I media russi hanno seguito da vicino la campagna elettorale ucraina, secondo le linee guida che impongono alla propaganda di ridicolizzare il Paese vicino e mostrare ai russi come vivono male quelli che hanno voltato le spalle a Mosca. Il deputato nazionalista Vladimir Zhirinovsky ha addirittura profetizzato in un talk show sul canale tv statale l’imminente pulizia etnica dei russi in Ucraina, con una conseguente guerra tra Russia e Nato.

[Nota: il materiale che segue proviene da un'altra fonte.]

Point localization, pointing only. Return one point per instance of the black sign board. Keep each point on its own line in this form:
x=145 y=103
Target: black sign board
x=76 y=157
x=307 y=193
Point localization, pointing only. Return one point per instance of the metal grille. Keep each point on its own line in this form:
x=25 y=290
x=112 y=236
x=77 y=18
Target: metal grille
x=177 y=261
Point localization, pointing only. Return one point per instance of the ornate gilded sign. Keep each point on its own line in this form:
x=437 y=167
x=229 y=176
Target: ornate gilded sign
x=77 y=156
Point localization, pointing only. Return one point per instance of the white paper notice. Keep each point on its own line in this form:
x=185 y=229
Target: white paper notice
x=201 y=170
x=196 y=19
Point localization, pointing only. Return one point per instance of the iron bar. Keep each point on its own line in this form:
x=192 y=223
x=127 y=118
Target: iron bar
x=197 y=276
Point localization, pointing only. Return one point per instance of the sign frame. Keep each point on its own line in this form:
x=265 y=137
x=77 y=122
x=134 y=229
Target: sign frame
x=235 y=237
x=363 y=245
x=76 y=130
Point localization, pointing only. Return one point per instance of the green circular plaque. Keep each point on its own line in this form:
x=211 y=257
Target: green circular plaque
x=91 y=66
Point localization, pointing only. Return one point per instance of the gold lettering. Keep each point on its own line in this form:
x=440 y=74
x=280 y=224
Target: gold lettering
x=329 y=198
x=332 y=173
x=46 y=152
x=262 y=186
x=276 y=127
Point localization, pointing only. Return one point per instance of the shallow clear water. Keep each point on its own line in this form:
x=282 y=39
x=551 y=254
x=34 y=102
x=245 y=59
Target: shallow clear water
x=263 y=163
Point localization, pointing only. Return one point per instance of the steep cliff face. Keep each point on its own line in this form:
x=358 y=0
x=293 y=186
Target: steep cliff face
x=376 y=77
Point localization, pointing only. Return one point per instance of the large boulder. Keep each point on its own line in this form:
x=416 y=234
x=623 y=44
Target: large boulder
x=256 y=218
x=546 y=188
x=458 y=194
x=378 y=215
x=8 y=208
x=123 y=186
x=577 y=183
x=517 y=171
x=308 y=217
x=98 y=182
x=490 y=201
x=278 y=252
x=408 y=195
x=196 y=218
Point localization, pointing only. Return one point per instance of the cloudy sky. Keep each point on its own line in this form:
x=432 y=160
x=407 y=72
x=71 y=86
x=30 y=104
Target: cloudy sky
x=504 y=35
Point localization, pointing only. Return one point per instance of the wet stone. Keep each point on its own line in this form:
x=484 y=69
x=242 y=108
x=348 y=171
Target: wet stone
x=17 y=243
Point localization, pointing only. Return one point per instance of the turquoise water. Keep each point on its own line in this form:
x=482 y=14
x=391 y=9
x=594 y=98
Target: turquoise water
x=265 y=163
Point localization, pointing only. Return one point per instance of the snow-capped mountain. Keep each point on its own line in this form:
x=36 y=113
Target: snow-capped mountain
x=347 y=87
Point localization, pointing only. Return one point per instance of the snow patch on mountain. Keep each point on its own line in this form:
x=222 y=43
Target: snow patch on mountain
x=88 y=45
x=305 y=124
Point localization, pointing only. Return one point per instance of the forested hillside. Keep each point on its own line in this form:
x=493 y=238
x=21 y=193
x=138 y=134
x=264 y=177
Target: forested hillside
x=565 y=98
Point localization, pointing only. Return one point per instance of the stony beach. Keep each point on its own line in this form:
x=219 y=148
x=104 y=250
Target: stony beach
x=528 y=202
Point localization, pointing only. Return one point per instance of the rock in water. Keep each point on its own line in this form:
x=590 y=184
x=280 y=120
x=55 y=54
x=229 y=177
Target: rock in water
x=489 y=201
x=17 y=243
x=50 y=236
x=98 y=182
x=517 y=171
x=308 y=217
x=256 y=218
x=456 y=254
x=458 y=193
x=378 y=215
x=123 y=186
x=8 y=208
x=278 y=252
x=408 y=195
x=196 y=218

Ma la discussione mediatica sulla campagna elettorale ucraina ha avuto anche un effetto inatteso: i russi si sono resi conto che nel Paese che hanno sempre considerato un pezzo del loro impero si tengono elezioni libere, con dibattiti televisivi, violente critiche e accuse al governo, e la sconfitta finale del leader al potere, così come dei suoi predecessori (in quasi trent’anni di indipendenza Zelensky è il sesto di una serie molto eterogenea di presidenti ucraini). Uno spettacolo impensabile in Russia, e non è un caso che il primo russo a congratularsi «con l’Ucraina e gli ucraini per le libere elezioni» sia stato Alexey Navalny, il leader dell’opposizione che attraverso i suoi canali Internet ha diffuso in diretta il dibattito finale tra i due contendenti alla vigilia del ballottaggio.
La propaganda russa ha dipinto la svolta dell’Ucraina verso l’Europa come un «golpe nazista» e ha fatto appello allo «spirito russo» da opporre al «nazionalismo ucraino». Avere come presidente del Paese vicino e nemico un giovane brillante, che parla russo, che ha sconfitto il presidente in carica accusandolo di corruzione e che proclama l’entrata nell’Ue come obiettivo nazionale toglie a Vladimir Putin il monopolio sulla identità russa inestricabilmente legata al rifiuto della democrazia liberale, e apre un’alternativa. Il primo messaggio di Zelensky è stato rivolto infatti agli ex concittadini dell’ex Urss: «Guardate l’Ucraina, tutto è possibile».